Thursday, July 22, 2010

#ICED Rejects its 1880 Milan Congress Resolutions

It is hard to appreciate the significance of this press release. It is on the same level as having a German or Japanese head of state for the first time apologising for the atrocities in the second world war.

Following the 1880 ICED Milan Congress Resolution, many vibrant cultures of signing deaf people were destroyed. In many countries the process of reversing the mentality expressed at that time only started something like 50 years ago.

Sign language and its culture have progressed remarkably in most countries sign language has gained official recognition and is taught in schools for the deaf. SignWriting is finding its way in schools in many countries. As sign languages become written languages, a disaster like the Milan resolution will not be as total.


July 20, 2010

At the opening of the ICED 2010 Congress, July 19th, organizers addressed the Deaf Community’s concerns regarding the Milan resolutions of 1880, which banned sign language in educational programs for deaf children.

“‘Partners in Education’, the theme of ICED 2010, emphasizes the importance of working together,” said Claire Anderson, Congress Chair. It is with respectful partnerships of educators, parents, students, and the Deaf and Hard of Hearing communities that we will maximize the opportunities for meeting the educational needs of our students.

To this end, the Vancouver ICED 2010 Organizing Committee and the British Columbia Deaf Community worked together to develop a statement, which addressed the issues concerning Milan.
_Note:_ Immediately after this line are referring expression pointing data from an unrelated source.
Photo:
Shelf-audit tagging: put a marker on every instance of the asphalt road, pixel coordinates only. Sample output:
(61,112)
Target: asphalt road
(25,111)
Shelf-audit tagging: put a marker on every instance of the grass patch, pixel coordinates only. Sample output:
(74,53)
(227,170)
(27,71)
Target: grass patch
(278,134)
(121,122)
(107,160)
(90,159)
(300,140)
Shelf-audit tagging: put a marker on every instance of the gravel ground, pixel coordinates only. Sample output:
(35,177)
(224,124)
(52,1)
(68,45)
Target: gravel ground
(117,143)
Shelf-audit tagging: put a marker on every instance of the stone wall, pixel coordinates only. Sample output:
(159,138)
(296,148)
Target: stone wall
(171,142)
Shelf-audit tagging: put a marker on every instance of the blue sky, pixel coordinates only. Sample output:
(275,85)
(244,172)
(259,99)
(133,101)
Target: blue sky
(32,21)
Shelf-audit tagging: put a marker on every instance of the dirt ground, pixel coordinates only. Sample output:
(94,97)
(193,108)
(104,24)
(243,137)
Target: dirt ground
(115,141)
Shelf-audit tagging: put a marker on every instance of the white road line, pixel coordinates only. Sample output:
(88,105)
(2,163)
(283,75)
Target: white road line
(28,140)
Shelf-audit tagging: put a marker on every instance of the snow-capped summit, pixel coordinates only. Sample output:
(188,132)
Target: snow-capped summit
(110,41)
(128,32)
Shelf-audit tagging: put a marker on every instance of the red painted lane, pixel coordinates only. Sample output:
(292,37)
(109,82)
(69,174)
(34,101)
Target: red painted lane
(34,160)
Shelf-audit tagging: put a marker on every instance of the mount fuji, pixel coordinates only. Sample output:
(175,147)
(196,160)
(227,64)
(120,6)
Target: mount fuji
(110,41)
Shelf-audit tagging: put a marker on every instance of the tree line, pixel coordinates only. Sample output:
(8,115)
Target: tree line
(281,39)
This statement “A New Era: Deaf Participation and Collaboration” was introduced to Congress participants as the beginning of a dialogue to promote healing and set the path for future collaboration.

The statement:
  • Rejected all resolutions passed at the Milan Congress that denied the inclusion of sign language in educational programs for Deaf students
  • Acknowledged with regret the detrimental effects of the Milan Congress, and
  • Called upon all Nations to ensure that educational programs for the Deaf accept and respect all languages and all forms of communication.
The audience, both deaf and hearing, spontaneously responded with an outpouring of emotion and a standing ovation. “History has been made today and the words of the Vancouver Statement can replace the hurt caused by the Milan decision,” said Joe McLaughlin, sub-­‐committee chair, in his closing remarks.